Get approximate tertiles from the OST and exact tertiles from the array. This takes \(O(m)\) time for the array and \(O(1)\) time for the OST.

Then you compare these two inter-tertile ranges. There are three cases: they can intersect, they can be disjoint, or one can be inside the other. In each of these cases, based on your value of \(k\) you can rule out at least a third of at least one of the two data structures. This is just a massive mess of cases. Here’s a diagram of one way it can play out when the ranges intersect:

diagram

This is a diagram of what happens when one data structure has 30 items and the other has 60 items. It contains all of the different cases for \(k\). For example, when \(k\) is 35, then we can discard the upper and lower thirds of the 30 item data structure, and we can discard the upper third of the 60 item data structure.

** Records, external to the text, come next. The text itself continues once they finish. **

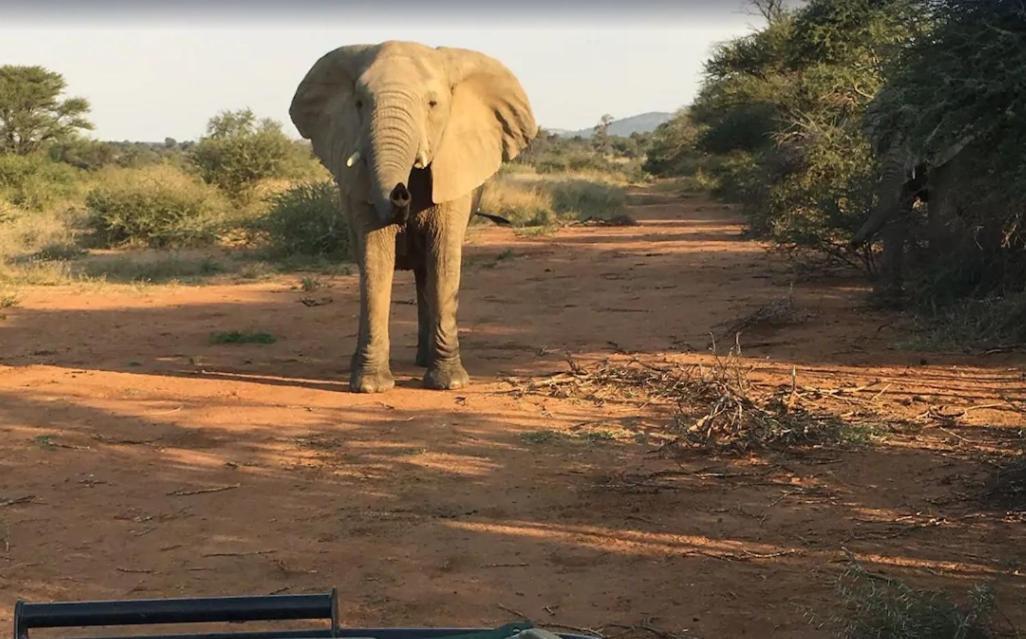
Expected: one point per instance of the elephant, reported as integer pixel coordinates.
(410, 133)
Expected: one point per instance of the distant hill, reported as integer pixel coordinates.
(641, 123)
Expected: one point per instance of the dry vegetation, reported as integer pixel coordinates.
(715, 405)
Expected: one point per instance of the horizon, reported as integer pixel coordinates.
(152, 72)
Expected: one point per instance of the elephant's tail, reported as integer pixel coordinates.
(499, 220)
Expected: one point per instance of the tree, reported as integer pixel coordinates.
(238, 151)
(33, 112)
(601, 137)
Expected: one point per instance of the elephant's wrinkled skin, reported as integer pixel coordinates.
(409, 133)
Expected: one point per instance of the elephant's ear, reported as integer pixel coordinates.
(489, 121)
(324, 106)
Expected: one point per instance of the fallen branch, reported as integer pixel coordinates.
(185, 493)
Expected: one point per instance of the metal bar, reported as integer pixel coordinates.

You can draw similar diagrams for the other cases.

This part is the sketchiest part of the whole algorithm. I’m pretty sure that you can always decrease at least one of the data structures by one third. I’m not sure if you can always shrink both of them. I’m not sure how much you can shrink the OST in constant time; I’m pretty sure you can do at least \(\frac 16\), and I think that for any fraction less than \(\frac 13\), you can choose a node depth such that you can always cut that fraction out in constant time.

Runtime of this solution

If one of the data structures starts out much larger than the other one, it will shrink until they’re similar sizes. This takes \(O(m)\) time for the array and \(O(\log(n))\) time for the OST.

Once they’re the same size, I think that at least one of them will both shrink by one third every time. So we have the recurrence relation:

$^$f(n, m) = f \left( \frac {2n}3, \frac {2m}3\right) + m + 1$^$

which evaluates to \(\log(n) + m\).

Conclusion

So we can do quick select on an OST and array at the same time in \(O(m + \log(n))\).

My work here leaves a lot to be desired. Most obviously, my fastest algorithm is extremely complicated and inelegant; I bet that can be simplified.